Interview by Gwen Wilcox, COO, Armstrong Wolfe
Striving for authentic leadership
Peter Zorn
Talent & Transformation, IBM
“The outcome of this journey, so far, has truly delivered a culture of continuous learning, high employee engagement, increased retention, and active internal mobility”
Career to Date
I’ve been extremely fortunate to have lived and worked in fourteen countries throughout my career. I actually started as a ‘Fax Receiver’ four floors below ground in a ‘lock box’ on Wall Street working my way through University. Unless you are of a certain age, there are many things about that sentence which won’t make sense to you! The role was in global custody and it involved settling trades, booking foreign exchange and protecting the assets of fund managers around the world.

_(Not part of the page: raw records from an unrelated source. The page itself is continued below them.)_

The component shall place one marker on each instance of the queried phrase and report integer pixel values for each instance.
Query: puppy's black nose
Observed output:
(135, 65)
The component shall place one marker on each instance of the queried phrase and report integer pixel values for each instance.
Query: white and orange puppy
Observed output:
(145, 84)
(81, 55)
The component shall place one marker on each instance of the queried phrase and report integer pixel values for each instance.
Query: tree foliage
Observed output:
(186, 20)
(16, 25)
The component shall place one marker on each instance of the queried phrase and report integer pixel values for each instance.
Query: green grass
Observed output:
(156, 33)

I had a manager who ensured I saw the bigger picture around how securities and cash moved around the world as well as the role of central market infrastructure players in making capital markets work. While it sounds mundane, this role rooted my fundamental understanding of process and how capital flows globally which set up the foundations for everything I’ve done since. That was the start of a global trajectory which has taken me across every continent multiple times over the past twenty-five plus years in financial services working for global investment banks as well as professional services firms, most recently IBM in Australia.

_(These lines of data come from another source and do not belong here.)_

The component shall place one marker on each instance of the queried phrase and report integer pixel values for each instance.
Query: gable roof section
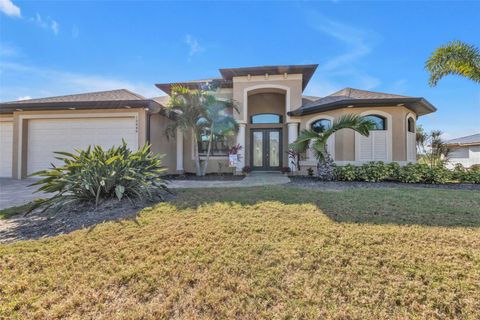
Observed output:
(306, 70)
(226, 81)
(195, 84)
(474, 139)
(363, 98)
(121, 98)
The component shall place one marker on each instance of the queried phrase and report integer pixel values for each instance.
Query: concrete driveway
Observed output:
(16, 192)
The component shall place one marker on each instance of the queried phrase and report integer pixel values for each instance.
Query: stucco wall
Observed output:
(266, 103)
(291, 85)
(20, 130)
(345, 139)
(216, 164)
(160, 143)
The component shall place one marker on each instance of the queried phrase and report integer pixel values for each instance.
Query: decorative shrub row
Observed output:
(410, 173)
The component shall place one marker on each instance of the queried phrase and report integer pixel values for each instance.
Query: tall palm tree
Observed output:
(201, 111)
(456, 58)
(318, 141)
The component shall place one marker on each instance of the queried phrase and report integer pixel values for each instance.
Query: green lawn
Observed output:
(266, 252)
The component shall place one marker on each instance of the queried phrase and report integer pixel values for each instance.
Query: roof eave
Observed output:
(408, 102)
(152, 106)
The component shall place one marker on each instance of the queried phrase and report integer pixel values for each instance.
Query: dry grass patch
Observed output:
(272, 252)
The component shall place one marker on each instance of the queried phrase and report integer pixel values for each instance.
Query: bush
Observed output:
(96, 174)
(470, 175)
(346, 173)
(393, 170)
(310, 172)
(412, 173)
(246, 169)
(286, 170)
(437, 175)
(372, 172)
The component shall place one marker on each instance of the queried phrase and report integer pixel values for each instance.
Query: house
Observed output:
(464, 150)
(272, 111)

The IBM Culture and How to Empower People
IBM has been on a multi-year journey characterised by a ‘Skills-based’ transformation starting about seven years ago. The outcome of this journey, so far, has truly delivered a culture of continuous learning, high employee engagement, increased retention and active internal mobility. It started with policy (Think40 whereby all employees must log a minimum of 40 hours training per year on company time), but it has taken hold and now learning is part of daily life. Three key words permeate the enterprise culture: Transparency, Visibility and Personalisation.
Interesting Outcomes
A few remarkable outcomes which have aided our enterprise workforce reinvention include: 1) a nearly 300% increase in learning hours per employee from 27 hours to 73 hours annually; 2) 81% of IBMers have changed roles internally in the past 3 years; and 3) over 65% of our revenue in 2021 came from roles / skills that did not exist just ten years ago yet our attrition rate globally remains around a consistent 10%. That last fact is perhaps the most interesting in proving the importance of a learning culture – we did not simply hire a bunch of new people but rather guided and ‘nudged’ our people in the direction for them to choose their own path to success.